Reader, we are about to see Angela again, and to see a good deal of her; but you must be prepared for a change in her personal appearance, for the curtain has been down for ten years since last you met the child whose odd propensities excited Pigott’s wonder and indignation and Mr. Fraser’s interest; and ten years, as we all know, can work many changes in the history of the world and individuals. In ten years some have been swept clean off the board, and their places taken by others; a few have grown richer, many poorer, some of us sadder, some wiser, and all of us ten years older. Now, this was exactly what had happened to little Angela—that is, the Angela we knew as little, and ten years make curious differences between the slim child of nine and a half and the woman of nearly twenty.

When we last saw her, Angela was about to commence her education. Let us re-introduce ourselves on the memorable evening when, after ten years of study, Mr. Fraser, a master by no means easily pleased, expressed himself unable to teach her any more.

It is Christmas Eve. Drip, drop, drip, falls the rain from the leafless boughs on to the sodden earth. The apology for daylight that has been doing its dull duty for the last few hours is slowly effacing itself, and the gale is celebrating the fact, and showing its joy at the closing-in of the melancholy night by howling its loudest through the trees, and flogging the flying scud it has brought with it from the sea, till it whirls across the sky like a succession of ghostly racehorses.

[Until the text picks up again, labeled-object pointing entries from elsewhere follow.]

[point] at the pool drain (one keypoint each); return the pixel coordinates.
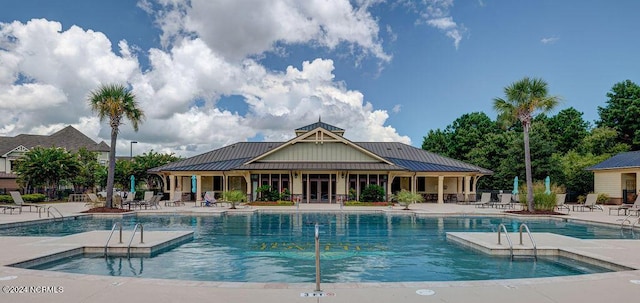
(425, 292)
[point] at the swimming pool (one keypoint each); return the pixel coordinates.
(355, 247)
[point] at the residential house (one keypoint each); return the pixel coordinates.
(618, 177)
(69, 138)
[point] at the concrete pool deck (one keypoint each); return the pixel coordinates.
(622, 286)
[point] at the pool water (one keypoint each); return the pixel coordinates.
(274, 247)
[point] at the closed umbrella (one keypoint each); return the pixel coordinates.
(547, 185)
(133, 184)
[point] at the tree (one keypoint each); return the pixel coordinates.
(114, 102)
(437, 142)
(622, 112)
(46, 167)
(460, 137)
(88, 168)
(567, 129)
(467, 132)
(602, 141)
(524, 98)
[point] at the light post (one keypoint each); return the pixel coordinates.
(131, 150)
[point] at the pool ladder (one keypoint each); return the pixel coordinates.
(631, 225)
(502, 227)
(49, 212)
(133, 234)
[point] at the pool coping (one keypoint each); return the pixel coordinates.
(614, 286)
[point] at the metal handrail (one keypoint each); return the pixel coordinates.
(52, 214)
(626, 219)
(135, 228)
(113, 229)
(535, 249)
(502, 227)
(317, 238)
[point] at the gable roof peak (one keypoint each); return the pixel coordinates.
(305, 129)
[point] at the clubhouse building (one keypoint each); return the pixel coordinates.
(320, 166)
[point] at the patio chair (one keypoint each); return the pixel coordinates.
(560, 199)
(129, 200)
(138, 203)
(210, 199)
(627, 208)
(589, 203)
(485, 200)
(176, 201)
(17, 199)
(505, 201)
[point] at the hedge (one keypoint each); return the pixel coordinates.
(29, 198)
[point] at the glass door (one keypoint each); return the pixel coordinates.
(317, 188)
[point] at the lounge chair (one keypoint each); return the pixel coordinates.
(130, 201)
(485, 200)
(177, 199)
(17, 199)
(210, 199)
(505, 201)
(10, 207)
(94, 201)
(627, 208)
(154, 201)
(560, 199)
(589, 203)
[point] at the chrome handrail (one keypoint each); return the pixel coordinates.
(135, 228)
(113, 229)
(535, 249)
(502, 227)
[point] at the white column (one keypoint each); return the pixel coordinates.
(172, 186)
(467, 186)
(440, 189)
(198, 189)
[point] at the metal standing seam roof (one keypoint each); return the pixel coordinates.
(621, 160)
(68, 138)
(405, 158)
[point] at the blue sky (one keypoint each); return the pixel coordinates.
(210, 73)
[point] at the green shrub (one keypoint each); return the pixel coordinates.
(405, 197)
(372, 193)
(33, 198)
(266, 193)
(29, 198)
(541, 200)
(358, 203)
(602, 198)
(285, 195)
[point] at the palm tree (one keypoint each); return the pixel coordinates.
(524, 99)
(115, 101)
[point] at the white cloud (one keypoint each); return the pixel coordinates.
(549, 40)
(238, 29)
(47, 73)
(436, 13)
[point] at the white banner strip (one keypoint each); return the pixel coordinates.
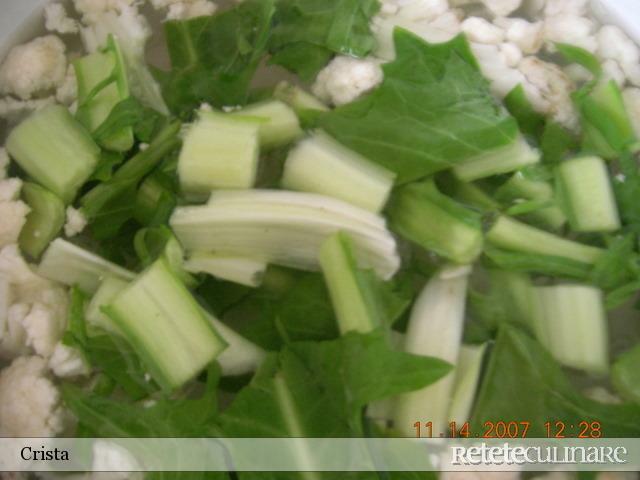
(316, 454)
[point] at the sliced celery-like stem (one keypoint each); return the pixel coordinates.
(350, 294)
(284, 228)
(44, 221)
(319, 164)
(55, 150)
(241, 356)
(588, 196)
(242, 270)
(219, 151)
(625, 374)
(435, 329)
(467, 374)
(166, 326)
(102, 84)
(71, 265)
(106, 292)
(420, 213)
(298, 98)
(472, 195)
(512, 157)
(278, 125)
(512, 235)
(521, 187)
(571, 323)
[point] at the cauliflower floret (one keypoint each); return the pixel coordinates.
(14, 109)
(14, 216)
(435, 24)
(612, 71)
(67, 362)
(38, 317)
(100, 6)
(347, 78)
(632, 103)
(572, 30)
(57, 20)
(44, 330)
(4, 163)
(13, 338)
(34, 68)
(10, 189)
(68, 92)
(502, 8)
(495, 67)
(614, 44)
(76, 222)
(528, 36)
(481, 31)
(30, 405)
(549, 90)
(566, 7)
(186, 10)
(511, 53)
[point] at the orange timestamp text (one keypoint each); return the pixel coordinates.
(512, 429)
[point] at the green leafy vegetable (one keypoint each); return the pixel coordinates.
(318, 389)
(432, 111)
(518, 363)
(307, 33)
(106, 353)
(214, 58)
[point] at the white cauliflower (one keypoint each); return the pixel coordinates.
(494, 65)
(37, 318)
(57, 20)
(566, 7)
(67, 93)
(614, 44)
(549, 90)
(612, 71)
(347, 78)
(632, 104)
(528, 36)
(14, 109)
(30, 404)
(122, 19)
(502, 8)
(76, 222)
(34, 68)
(88, 7)
(184, 9)
(482, 31)
(511, 53)
(4, 163)
(435, 24)
(14, 216)
(574, 30)
(67, 362)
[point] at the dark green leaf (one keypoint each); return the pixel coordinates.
(520, 364)
(307, 33)
(214, 58)
(318, 389)
(432, 111)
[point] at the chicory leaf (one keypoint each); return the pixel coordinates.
(520, 364)
(432, 111)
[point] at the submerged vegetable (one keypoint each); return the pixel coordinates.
(159, 317)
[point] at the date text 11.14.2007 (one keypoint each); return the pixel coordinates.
(512, 429)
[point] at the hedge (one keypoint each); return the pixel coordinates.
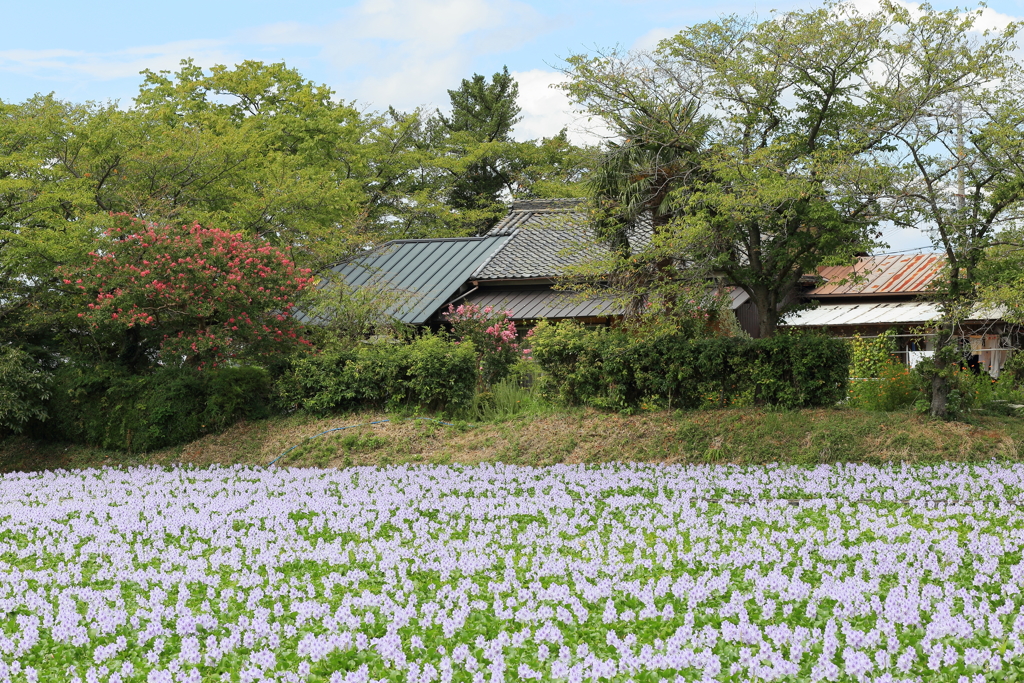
(107, 407)
(612, 369)
(431, 373)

This is outside the vicarage; let us look within. In a well-worn arm- chair in the comfortable study, near to a table covered with books and holding some loose sheets of foolscap in his hand, sits Mr. Fraser. His hair is a little greyer than when he began Angela’s education, about as grey as rather accommodating hair will get at the age of fifty-three; otherwise his general appearance is much the same, and his face as refined and gentlemanlike as ever. Presently he lays down the sheets of paper which he has been studying attentively, and says:

“Your solution is perfectly sound, Angela; but you have arrived at it in a characteristic fashion, and by your own road. Not but what your method has some merits—for one thing, it is more concise than my own; but, on the other hand, it shows a feminine weakness. It is not possible to follow every step from your premises to your conclusion, correct as it is.”

“Ah!” says a low voice, with a happy ripple in it, the owner of which is busy with some tea-things out of range of the ring of light thrown by the double reading-lamp, “you often blame me for jumping to conclusions; but what does it matter, provided they are right? The whole secret is that I used the equivalent algebraic formula, but suppressed the working in order to puzzle you,” and the voice laughed sweetly.

“That is not worthy of a mathematician,” said Mr. Fraser, with some irritation; “it is nothing but a trick, a tour de force.”

“The solution is correct, you say?”

“Quite.”

“Then I maintain that it is perfectly mathematical; the object of mathematics is to arrive at the truth.”